Touching BasesMay 07, 2009
Findings from the Free Agent Market
By Jeremy Greenhouse

Curt Flood really started something with this whole free agency thing, huh? Using ESPN’s Free Agent Tracker, I collected data for all free agents since 2006 and used regression analysis to pick up on some trends.

WAR to Wages

This offseason, Fangraphs unveiled its Wins Above Replacement measure in the Value section of its stats pages. WAR is a statistic that combines offensive, defensive and positional value and sets it against a replacement-level baseline to find the marginal wins a player contributes to his team. There has been debate over how to convert these marginal wins into a marginal value in terms of dollars. One of the first things I looked at was whether the relationship between WAR and salary was linear or nonlinear. I plotted the WAR from each free agent's contract year—excluding those who were injured all year or who came over from Japan—against the average annual value of the contract they signed.


I admit that before having seen any data, I had a bias toward the nonlinear relationship, since it just makes intuitive sense to me.

The regression lines look rather similar. It would appear that the nonlinear regression has an advantage at the extremes, since it won’t predict negative salaries for very negative WAR and it better captures the exponential value of superstar players. However, there is little difference between the regression lines for the vast majority of players, those between 0 WAR and 5 WAR. The R2 values, which measure the percentage of variance of Average Annual Value that is explained by WAR,, are similar at an impressive .62-.64 range. This affirms that a single year of WAR captures a lot of a player’s value.
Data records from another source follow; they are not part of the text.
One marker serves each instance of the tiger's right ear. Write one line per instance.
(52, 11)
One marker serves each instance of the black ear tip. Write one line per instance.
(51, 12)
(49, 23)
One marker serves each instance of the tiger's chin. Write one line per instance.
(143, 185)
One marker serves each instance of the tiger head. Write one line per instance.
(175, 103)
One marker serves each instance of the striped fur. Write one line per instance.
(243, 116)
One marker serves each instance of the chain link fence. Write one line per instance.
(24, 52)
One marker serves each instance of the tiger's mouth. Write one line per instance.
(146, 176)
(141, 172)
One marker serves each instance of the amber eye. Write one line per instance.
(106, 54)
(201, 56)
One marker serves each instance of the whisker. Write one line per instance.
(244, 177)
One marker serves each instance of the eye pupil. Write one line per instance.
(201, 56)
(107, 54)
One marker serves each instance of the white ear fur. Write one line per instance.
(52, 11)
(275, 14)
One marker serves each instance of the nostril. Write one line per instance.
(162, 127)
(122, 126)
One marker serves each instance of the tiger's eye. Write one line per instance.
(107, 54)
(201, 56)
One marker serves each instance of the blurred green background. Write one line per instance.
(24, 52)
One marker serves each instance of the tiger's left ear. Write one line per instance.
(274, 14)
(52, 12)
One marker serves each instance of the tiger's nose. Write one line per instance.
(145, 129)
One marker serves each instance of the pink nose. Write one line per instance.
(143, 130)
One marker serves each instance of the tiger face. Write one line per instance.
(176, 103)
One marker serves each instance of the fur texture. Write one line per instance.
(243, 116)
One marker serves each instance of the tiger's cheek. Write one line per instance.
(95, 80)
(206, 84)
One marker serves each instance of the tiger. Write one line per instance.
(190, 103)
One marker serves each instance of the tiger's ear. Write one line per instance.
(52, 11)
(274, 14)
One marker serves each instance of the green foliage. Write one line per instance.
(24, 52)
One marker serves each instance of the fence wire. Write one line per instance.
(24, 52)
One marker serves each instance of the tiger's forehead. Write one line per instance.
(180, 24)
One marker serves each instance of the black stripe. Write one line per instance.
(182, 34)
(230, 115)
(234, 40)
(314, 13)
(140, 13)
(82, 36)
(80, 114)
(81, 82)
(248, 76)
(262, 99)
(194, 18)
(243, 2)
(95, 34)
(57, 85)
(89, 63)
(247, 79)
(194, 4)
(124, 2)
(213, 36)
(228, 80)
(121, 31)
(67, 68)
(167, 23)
Keep in mind when looking at these R2 values that the R2 will always increase in a polynomial equation due to the nature of adding a new term, so we definitely cannot make any conclusions about either method from this graph alone.

Time 100’s own Nate Silver, in deriving Marginal Value Over Replacement Player, used a nonlinear form of WARP . I have duplicated his graph here which projects WARP for 2005's free agent class by using three years of WARP from 2002-2004 instead of the one previous year of WAR I used for 2006-2008 free agents. I have superimposed a rough line of best fit to portray the difference between a linear and nonlinear model.


The thinking behind a nonlinear model is that there is an abnormal distribution of talent in baseball, which makes top talent disproportionately more valuable than average talent.

Phil Birnbaum shows that individual skills in the major leagues may be normally distributed. Anecdotally, this is reaffirmed by the 20-80 scouting scale, which is based on a normal distribution with a mean of 50 and standard distribution of 10. Furthermore, Tom Tango shows that “when you consider the number of opportunities each player gets (in the Major Leagues), the total effective talent distribution is rather typical.”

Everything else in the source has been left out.